Has llegado a nuestro rinconcito especial en dónde encontrarás pensamientos, reflexiones, tarjetas y mucho más, acompáñanos y disfruta de nuestro espacio hecho con mucho cariño para tí...esperamos que sea de su agrado.

martes, 6 de mayo de 2014

A mi padre...

No me des todo lo que te pida; a veces yo sólo pido para ver hasta cuánto puedo obtener. No me ordenes; si en vez de órdenes, me pidieras las cosas, yo las haría más rápido y con más gusto. Cumple las promesas buenas o malas; si me prometes un premio, dámelo, pero también si es un castigo. No me compares con nadie, especialmente con mi hermano o hermana.
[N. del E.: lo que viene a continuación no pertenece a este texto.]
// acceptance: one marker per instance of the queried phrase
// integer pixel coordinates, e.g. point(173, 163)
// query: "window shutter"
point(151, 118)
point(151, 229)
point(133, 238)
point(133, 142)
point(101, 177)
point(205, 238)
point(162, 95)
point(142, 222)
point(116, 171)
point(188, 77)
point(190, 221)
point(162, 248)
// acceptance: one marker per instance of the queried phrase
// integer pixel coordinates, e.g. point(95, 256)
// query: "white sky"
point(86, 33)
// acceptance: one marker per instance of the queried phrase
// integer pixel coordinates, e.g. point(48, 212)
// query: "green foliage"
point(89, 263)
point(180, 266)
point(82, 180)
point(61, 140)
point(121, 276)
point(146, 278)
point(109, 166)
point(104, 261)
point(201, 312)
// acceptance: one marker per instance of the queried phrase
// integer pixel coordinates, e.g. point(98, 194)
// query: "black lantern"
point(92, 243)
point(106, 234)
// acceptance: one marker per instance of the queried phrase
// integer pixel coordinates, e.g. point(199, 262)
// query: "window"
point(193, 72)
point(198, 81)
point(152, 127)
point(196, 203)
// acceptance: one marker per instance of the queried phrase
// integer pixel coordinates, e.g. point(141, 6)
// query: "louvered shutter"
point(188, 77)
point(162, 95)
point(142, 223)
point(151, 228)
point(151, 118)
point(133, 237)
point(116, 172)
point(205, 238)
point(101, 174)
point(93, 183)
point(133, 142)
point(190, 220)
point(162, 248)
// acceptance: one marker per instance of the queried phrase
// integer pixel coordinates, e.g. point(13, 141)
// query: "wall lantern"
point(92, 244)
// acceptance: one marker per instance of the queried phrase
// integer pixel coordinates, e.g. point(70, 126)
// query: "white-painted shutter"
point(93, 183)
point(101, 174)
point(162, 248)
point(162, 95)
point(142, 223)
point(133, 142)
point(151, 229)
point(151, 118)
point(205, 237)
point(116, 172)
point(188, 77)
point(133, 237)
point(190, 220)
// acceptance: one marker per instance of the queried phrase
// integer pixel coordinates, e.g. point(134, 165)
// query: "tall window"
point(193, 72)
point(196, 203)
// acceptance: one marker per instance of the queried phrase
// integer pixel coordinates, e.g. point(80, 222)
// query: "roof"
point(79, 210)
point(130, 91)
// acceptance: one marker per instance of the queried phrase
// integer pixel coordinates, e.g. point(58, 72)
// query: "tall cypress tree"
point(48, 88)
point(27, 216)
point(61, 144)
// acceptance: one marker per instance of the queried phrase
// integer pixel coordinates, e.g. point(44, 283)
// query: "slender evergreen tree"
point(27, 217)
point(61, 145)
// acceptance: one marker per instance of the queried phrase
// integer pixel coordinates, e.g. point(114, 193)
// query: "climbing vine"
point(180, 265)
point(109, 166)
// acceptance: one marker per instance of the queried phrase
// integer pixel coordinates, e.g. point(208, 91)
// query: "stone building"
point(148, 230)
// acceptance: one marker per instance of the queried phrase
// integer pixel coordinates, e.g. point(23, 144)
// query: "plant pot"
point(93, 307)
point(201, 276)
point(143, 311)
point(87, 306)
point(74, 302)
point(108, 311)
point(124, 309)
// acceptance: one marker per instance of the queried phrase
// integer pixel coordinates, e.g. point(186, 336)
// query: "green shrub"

Si tú me haces lucir peor que los demás, entonces seré yo quien sufra. No corrijas mis faltas delante de nadie; enséñame a mejorar cuando estemos solos. No me grites, te respeto menos si lo haces y me enseñas a gritar a mí también y no quiero hacerlo. Déjame valerme por mi mismo; si tú haces todo por mí, yo nunca aprenderé. No digas mentiras delante de mí, ni me pidas que las diga por ti, aunque sea para sacarte de un apuro. Me haces sentir mal y perder la fe en lo que me dices. Cuando yo haga algo malo, no me exijas que te diga por qué lo hice, y me enseñarás a admitir mis equivocaciones también. No me digas que haga una cosa y tú no la haces. Yo aprenderé y haré siempre lo que tú hagas, aunque no lo digas, pero nunca lo que tú digas y no hagas. Enséñame a conocer y amar a Dios, pero de nada sirve si yo veo que ustedes no conocen ni aman a Dios. Cuando te cuente un problema mío, no me digas: “no tengo tiempo de boberías” o “eso no tiene importancia”; trata de comprenderme y ayudarme. Y quiéreme y dímelo, me gusta oírtelo decir, aunque tú no lo creas necesario.